Ford made the estimate on the cost of Project Brazen 2 — an investigation launched when news of his crack video first broke — in an interview with Lorne Honickman on AM640 on Thursday as he talked about the previous night’s televised mayoral candidates debate.
“I thought I did very well,” Ford told Honickman when asked about his debate performance.
“Obviously, we go through the film, it is just like a football game — you play a good game but you can always play better.”
Asked if he was surprised none of the other candidates mentioned his crack cocaine use and that it didn’t come up until a reporter asked about it, Ford shrugged.
“They can mention that until the cows come home,” he said. “That’s water under the bridge. People are sick and tired of listening to this over and over and over again.
“What they really want to know is how much did the police spend on investigating this? This must be, they keep going on, going down to San Diego, going here and there, they must be close to $2 million.”
Police have never revealed the cost of the investigation and refused again on Thursday.

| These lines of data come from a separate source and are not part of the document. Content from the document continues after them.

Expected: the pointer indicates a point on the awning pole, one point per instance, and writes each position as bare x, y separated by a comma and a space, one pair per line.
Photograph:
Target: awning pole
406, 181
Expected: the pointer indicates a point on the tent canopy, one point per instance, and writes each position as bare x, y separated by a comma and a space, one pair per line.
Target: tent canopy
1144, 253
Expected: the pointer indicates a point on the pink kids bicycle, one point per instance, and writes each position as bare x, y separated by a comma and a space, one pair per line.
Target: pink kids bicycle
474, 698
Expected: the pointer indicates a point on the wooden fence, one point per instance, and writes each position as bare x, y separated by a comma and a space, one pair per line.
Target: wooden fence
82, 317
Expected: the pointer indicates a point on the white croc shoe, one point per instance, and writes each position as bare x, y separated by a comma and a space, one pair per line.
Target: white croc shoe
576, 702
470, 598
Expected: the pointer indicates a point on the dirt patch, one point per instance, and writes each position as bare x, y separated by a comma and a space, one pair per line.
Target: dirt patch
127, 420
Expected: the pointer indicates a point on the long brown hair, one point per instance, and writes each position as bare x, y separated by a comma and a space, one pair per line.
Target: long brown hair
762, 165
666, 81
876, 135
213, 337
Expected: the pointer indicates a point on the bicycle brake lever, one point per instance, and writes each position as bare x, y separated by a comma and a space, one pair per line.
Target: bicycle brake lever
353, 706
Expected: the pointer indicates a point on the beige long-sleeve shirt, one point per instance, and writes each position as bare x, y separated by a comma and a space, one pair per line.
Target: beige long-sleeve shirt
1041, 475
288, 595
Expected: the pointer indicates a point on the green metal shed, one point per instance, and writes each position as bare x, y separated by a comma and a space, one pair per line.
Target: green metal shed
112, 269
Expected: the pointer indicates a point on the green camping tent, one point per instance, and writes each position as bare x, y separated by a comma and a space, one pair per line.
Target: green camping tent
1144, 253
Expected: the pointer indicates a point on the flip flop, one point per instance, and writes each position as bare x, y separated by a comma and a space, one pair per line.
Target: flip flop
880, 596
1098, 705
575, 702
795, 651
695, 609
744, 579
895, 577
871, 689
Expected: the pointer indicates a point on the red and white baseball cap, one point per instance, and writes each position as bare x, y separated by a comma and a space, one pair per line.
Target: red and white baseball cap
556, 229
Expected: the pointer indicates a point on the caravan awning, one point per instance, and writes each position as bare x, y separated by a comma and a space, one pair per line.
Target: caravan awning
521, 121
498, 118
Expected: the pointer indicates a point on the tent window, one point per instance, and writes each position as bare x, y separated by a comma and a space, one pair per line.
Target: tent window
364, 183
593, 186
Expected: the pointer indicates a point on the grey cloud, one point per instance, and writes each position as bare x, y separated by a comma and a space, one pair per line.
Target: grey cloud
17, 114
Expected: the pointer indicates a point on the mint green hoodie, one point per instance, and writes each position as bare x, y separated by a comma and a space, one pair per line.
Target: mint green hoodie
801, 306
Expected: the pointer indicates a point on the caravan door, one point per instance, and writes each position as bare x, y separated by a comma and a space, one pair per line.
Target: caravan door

“We don’t comment on ongoing criminal investigations,” Toronto Police spokesman Mark Pugash said.
An investigator did travel last month to California — to Cupertino not San Diego — to gain access to Alexander “Sandro” Lisi’s iPhone data. Lisi, Ford’s friend and occasional driver, is charged with extortion in connection with the crack video.
According to an information to obtain a search warrant released by the courts this week, the iPhone contains nine to 10 gigabytes of data and police are looking for evidence of extortion.
“I believe that the data on it will further the investigation and potentially include or exclude other parties as participants or persons of interest in the extortion of (Liban Siyad) for the video featuring (Ford) smoking what appears to be a narcotic,” police state.
On the radio Thursday, the mayor argued he’s focused on the issues and believes people “tune it out” when his crack scandal comes up.
“I’m not perfect, I’ve made mistakes, I’ve owned up to it,” he said.
“Let’s move on … we’re moving on, the past is the past and you’re going to see in the next six months my performance.”